Appell an die Bundestagsabgeordneten von CDU/CSU, SPD und FDP

Staaten, die ihre homosexuellen Bürgerinnen und Bürger mit Gefängnis bedrohen, sind nicht „sicher“

In Algerien, Marokko und Tunesien wird einvernehmliche Sexualität unter Erwachsenen gleichen Geschlechts mit hohen Gefängnisstrafen bedroht. Es findet eine offensive Verfolgung insbesondere von offen lebenden Lesben und Schwulen statt. Allein in Tunesien wird von über mindestens 70 Festnahmen bzw. Verurteilungen in 2017 berichtet. Behörden wenden gegenüber „Verdächtigen“ Folterpraktiken wie zwangsweise Analuntersuchungen an, um sie der Homosexualität zu „überführen“.

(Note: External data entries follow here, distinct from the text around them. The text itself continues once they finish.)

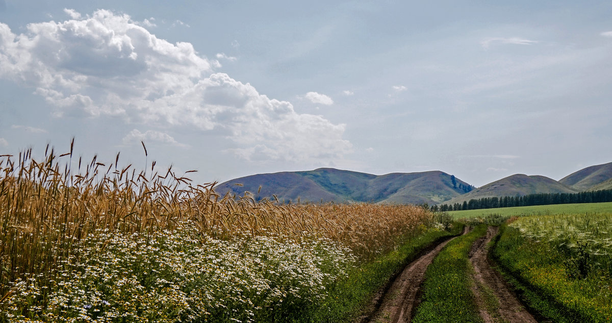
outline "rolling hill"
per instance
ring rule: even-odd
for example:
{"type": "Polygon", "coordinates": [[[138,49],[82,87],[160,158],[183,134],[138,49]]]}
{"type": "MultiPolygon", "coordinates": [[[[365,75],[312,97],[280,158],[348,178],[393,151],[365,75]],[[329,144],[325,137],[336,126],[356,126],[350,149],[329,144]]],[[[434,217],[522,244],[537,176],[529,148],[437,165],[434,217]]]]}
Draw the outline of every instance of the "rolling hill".
{"type": "MultiPolygon", "coordinates": [[[[581,191],[588,191],[610,179],[612,179],[612,163],[608,163],[583,168],[563,177],[559,182],[573,186],[581,191]]],[[[611,188],[612,184],[608,183],[607,185],[607,187],[611,188]]],[[[606,184],[604,184],[600,187],[606,187],[606,184]]]]}
{"type": "Polygon", "coordinates": [[[572,187],[540,176],[528,176],[517,174],[489,183],[471,191],[453,198],[443,204],[463,203],[472,199],[493,198],[495,196],[524,196],[543,193],[577,193],[582,190],[572,187]]]}
{"type": "Polygon", "coordinates": [[[299,199],[302,202],[323,201],[436,204],[472,188],[465,182],[439,171],[377,176],[318,168],[246,176],[218,184],[214,190],[222,195],[230,192],[237,195],[247,191],[258,200],[274,198],[274,195],[279,201],[285,202],[297,202],[299,199]]]}

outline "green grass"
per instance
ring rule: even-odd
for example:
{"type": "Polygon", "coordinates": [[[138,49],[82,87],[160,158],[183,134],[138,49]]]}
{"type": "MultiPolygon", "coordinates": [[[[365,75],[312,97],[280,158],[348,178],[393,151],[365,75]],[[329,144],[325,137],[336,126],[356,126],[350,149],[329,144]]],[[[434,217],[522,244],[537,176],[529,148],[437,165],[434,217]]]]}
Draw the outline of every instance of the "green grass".
{"type": "Polygon", "coordinates": [[[374,294],[423,251],[450,236],[457,236],[463,225],[453,223],[450,232],[432,230],[411,240],[398,250],[362,264],[349,273],[330,291],[323,306],[313,308],[295,322],[351,322],[367,311],[374,294]]]}
{"type": "Polygon", "coordinates": [[[489,214],[507,216],[554,214],[575,214],[579,213],[602,213],[612,212],[612,202],[605,203],[581,203],[575,204],[555,204],[536,206],[517,206],[498,209],[482,209],[465,211],[450,211],[448,213],[455,218],[484,217],[489,214]]]}
{"type": "Polygon", "coordinates": [[[421,304],[412,322],[482,322],[471,286],[473,270],[468,254],[474,242],[487,233],[480,225],[451,241],[425,273],[421,304]]]}
{"type": "MultiPolygon", "coordinates": [[[[545,220],[539,221],[537,218],[521,218],[518,221],[529,220],[535,225],[545,220]]],[[[579,227],[575,225],[565,228],[579,227]]],[[[576,277],[572,266],[575,265],[575,257],[580,254],[569,254],[566,249],[572,243],[565,242],[562,245],[551,237],[528,236],[530,233],[525,228],[521,230],[514,226],[502,226],[492,255],[529,306],[555,322],[611,322],[612,280],[608,270],[594,266],[586,277],[576,277]]],[[[542,231],[542,228],[534,229],[542,231]]]]}

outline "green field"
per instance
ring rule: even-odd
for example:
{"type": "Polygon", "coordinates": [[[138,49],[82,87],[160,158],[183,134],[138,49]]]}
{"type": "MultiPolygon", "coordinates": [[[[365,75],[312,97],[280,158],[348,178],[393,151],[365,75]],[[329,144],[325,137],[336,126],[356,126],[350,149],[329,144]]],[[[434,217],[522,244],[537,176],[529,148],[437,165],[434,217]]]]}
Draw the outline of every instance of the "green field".
{"type": "Polygon", "coordinates": [[[483,217],[488,214],[501,214],[508,216],[521,215],[552,215],[554,214],[603,212],[612,212],[612,202],[482,209],[480,210],[451,211],[449,213],[455,218],[463,218],[483,217]]]}

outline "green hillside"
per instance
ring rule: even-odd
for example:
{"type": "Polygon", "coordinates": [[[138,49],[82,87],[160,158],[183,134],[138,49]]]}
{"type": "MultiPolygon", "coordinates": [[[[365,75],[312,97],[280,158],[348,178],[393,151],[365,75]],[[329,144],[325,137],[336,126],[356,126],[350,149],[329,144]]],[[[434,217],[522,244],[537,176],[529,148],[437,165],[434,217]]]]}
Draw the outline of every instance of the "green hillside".
{"type": "Polygon", "coordinates": [[[299,199],[300,202],[313,202],[323,201],[435,204],[458,196],[472,188],[465,182],[439,171],[377,176],[334,168],[318,168],[246,176],[218,184],[214,190],[220,194],[229,191],[237,195],[247,191],[257,199],[275,195],[279,201],[285,202],[297,202],[299,199]]]}
{"type": "Polygon", "coordinates": [[[602,182],[589,189],[589,191],[599,191],[600,190],[612,190],[612,178],[605,182],[602,182]]]}
{"type": "Polygon", "coordinates": [[[610,179],[612,179],[612,163],[608,163],[583,168],[563,177],[559,182],[581,191],[587,191],[610,179]]]}
{"type": "Polygon", "coordinates": [[[470,199],[496,196],[523,196],[529,194],[546,193],[577,193],[579,190],[540,176],[528,176],[517,174],[496,180],[471,191],[444,202],[453,204],[470,199]]]}

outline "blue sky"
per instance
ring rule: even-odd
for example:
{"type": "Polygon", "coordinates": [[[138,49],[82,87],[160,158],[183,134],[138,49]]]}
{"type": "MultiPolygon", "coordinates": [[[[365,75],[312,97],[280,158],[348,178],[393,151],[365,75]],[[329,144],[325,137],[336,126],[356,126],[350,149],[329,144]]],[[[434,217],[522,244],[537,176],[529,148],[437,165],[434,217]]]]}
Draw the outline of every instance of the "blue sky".
{"type": "Polygon", "coordinates": [[[0,0],[0,152],[143,140],[200,182],[612,162],[609,1],[200,2],[0,0]]]}

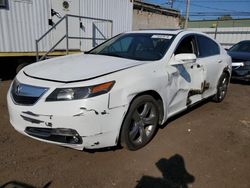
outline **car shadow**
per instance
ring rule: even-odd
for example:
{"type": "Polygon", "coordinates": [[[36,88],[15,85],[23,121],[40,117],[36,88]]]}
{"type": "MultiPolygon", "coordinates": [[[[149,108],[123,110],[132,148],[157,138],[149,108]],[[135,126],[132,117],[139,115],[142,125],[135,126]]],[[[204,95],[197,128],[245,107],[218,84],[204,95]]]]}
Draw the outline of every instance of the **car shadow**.
{"type": "Polygon", "coordinates": [[[162,158],[155,165],[161,171],[162,177],[142,176],[136,188],[188,188],[188,184],[195,181],[195,177],[186,170],[184,159],[179,154],[169,159],[162,158]]]}
{"type": "MultiPolygon", "coordinates": [[[[49,181],[44,186],[42,186],[42,188],[49,188],[51,183],[52,181],[49,181]]],[[[35,187],[36,186],[26,184],[23,182],[19,182],[19,181],[9,181],[3,185],[0,185],[0,188],[35,188],[35,187]]]]}
{"type": "Polygon", "coordinates": [[[123,149],[122,146],[117,145],[117,146],[113,146],[113,147],[106,147],[106,148],[98,148],[98,149],[83,149],[84,152],[87,153],[101,153],[101,152],[110,152],[110,151],[117,151],[117,150],[121,150],[123,149]]]}
{"type": "Polygon", "coordinates": [[[230,80],[231,84],[239,84],[239,85],[250,85],[250,81],[245,80],[230,80]]]}

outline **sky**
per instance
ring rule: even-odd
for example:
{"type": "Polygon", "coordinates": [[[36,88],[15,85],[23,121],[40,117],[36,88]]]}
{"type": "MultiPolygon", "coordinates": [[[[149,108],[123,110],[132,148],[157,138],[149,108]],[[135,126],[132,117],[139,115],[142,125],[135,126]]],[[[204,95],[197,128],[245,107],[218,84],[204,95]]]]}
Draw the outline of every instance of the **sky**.
{"type": "MultiPolygon", "coordinates": [[[[172,0],[144,0],[170,8],[172,0]]],[[[174,0],[173,8],[185,16],[187,0],[174,0]]],[[[230,14],[233,18],[250,18],[250,0],[190,0],[190,20],[217,19],[230,14]]]]}

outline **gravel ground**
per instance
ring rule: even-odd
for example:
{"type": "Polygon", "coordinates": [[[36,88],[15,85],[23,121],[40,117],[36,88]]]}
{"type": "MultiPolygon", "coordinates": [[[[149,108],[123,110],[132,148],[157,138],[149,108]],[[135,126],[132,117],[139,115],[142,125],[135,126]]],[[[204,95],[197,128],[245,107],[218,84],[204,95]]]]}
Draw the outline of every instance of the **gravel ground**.
{"type": "Polygon", "coordinates": [[[25,137],[9,123],[0,84],[0,187],[250,187],[250,86],[175,117],[139,151],[76,151],[25,137]],[[5,185],[7,186],[5,186],[5,185]]]}

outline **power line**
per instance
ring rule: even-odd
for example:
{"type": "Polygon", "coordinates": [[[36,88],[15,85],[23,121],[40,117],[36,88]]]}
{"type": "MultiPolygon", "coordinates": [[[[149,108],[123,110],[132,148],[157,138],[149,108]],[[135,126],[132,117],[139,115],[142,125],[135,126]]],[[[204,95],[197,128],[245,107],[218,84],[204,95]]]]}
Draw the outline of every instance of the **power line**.
{"type": "MultiPolygon", "coordinates": [[[[184,2],[185,0],[176,0],[176,2],[184,2]]],[[[209,3],[211,3],[211,2],[216,2],[216,3],[239,3],[239,2],[242,2],[242,3],[247,3],[247,2],[250,2],[249,0],[247,1],[247,0],[238,0],[238,1],[232,1],[232,0],[230,0],[230,1],[227,1],[227,0],[221,0],[221,1],[218,1],[218,0],[216,0],[216,1],[213,1],[213,0],[211,0],[211,1],[208,1],[208,0],[192,0],[192,2],[209,2],[209,3]]]]}
{"type": "Polygon", "coordinates": [[[201,7],[201,8],[206,8],[206,9],[212,9],[212,10],[223,10],[223,11],[237,12],[235,10],[222,9],[222,8],[216,8],[216,7],[209,7],[209,6],[198,5],[198,4],[194,4],[194,3],[191,3],[191,6],[201,7]]]}

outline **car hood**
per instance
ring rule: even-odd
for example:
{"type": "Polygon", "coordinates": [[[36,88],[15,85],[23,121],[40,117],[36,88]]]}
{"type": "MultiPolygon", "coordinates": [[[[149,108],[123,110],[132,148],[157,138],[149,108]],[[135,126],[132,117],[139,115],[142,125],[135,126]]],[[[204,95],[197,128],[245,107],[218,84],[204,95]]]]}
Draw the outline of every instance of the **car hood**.
{"type": "Polygon", "coordinates": [[[232,57],[233,62],[239,61],[249,61],[250,60],[250,53],[249,52],[230,52],[228,54],[232,57]]]}
{"type": "Polygon", "coordinates": [[[37,79],[68,83],[93,79],[144,63],[112,56],[77,54],[33,63],[24,68],[24,73],[37,79]]]}

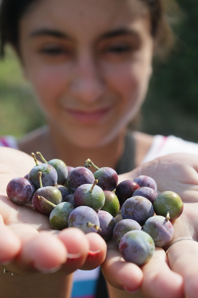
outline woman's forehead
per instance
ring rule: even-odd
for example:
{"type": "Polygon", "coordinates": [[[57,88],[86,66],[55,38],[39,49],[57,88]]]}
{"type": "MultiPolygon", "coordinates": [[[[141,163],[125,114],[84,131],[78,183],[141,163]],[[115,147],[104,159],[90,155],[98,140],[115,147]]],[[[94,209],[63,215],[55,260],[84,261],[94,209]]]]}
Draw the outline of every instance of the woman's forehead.
{"type": "Polygon", "coordinates": [[[72,35],[81,31],[95,34],[96,30],[102,32],[124,27],[137,18],[147,20],[148,27],[148,16],[140,0],[40,0],[30,7],[21,24],[24,21],[34,30],[43,26],[72,35]]]}

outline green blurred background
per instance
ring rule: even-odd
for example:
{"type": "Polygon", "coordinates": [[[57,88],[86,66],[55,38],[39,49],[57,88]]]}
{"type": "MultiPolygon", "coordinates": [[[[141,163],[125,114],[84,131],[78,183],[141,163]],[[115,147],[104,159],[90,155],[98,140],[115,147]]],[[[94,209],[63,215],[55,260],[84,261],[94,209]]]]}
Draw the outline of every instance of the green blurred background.
{"type": "MultiPolygon", "coordinates": [[[[173,25],[175,45],[166,60],[154,62],[140,130],[198,142],[198,1],[177,3],[181,13],[173,25]]],[[[8,47],[0,62],[0,135],[20,137],[44,123],[31,86],[8,47]]]]}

Wer die Hand dafür hebt, solche Staaten zu „sicheren Herkunftsstaaten“ zu erklären, der bewirkt,

 

  • dass die Unterdrücker, Verfolger und Folterer sich in ihrem verbrecherischen Tun bestätigt fühlen können,
  • dass die internationalen Bemühungen zur Entkriminalisierung von Homosexualität massiv zurückgeworfen und Menschenrechtverteidigerinnen und -verteidiger vor Ort im Stich gelassen werden,
  • dass die Chancen auf Schutz und Asyl für Menschen, die vor brutaler Verfolgung wegen ihrer sexuellen Orientierung oder geschlechtlichen Identität fliehen müssen, noch weiter minimiert werden.

 

Erst 2017 haben Bundestag und Bundesrat die Rehabilitierung der in Deutschland wegen einvernehmlicher homosexueller Handlungen verurteilten Personen beschlossen. „Denn das strafrechtliche Verbot einvernehmlicher homosexueller Handlungen ist nach heutigem Verständnis in besonderem Maße grundrechtswidrig“, hieß es zur Begründung im Gesetzentwurf. Es ist völlig unverständlich, wie nur kurze Zeit später der Gesetzentwurf der Bundesregierung zu den „sicheren Herkunftsländern“ die gleiche Situation in anderen Ländern total bagatellisiert.

Der Deutsche Bundestag hat einstimmig festgestellt, „dass durch die nach 1945 weiter bestehende Strafdrohung homosexuelle Bürger in ihrer Menschenwürde verletzt worden sind“.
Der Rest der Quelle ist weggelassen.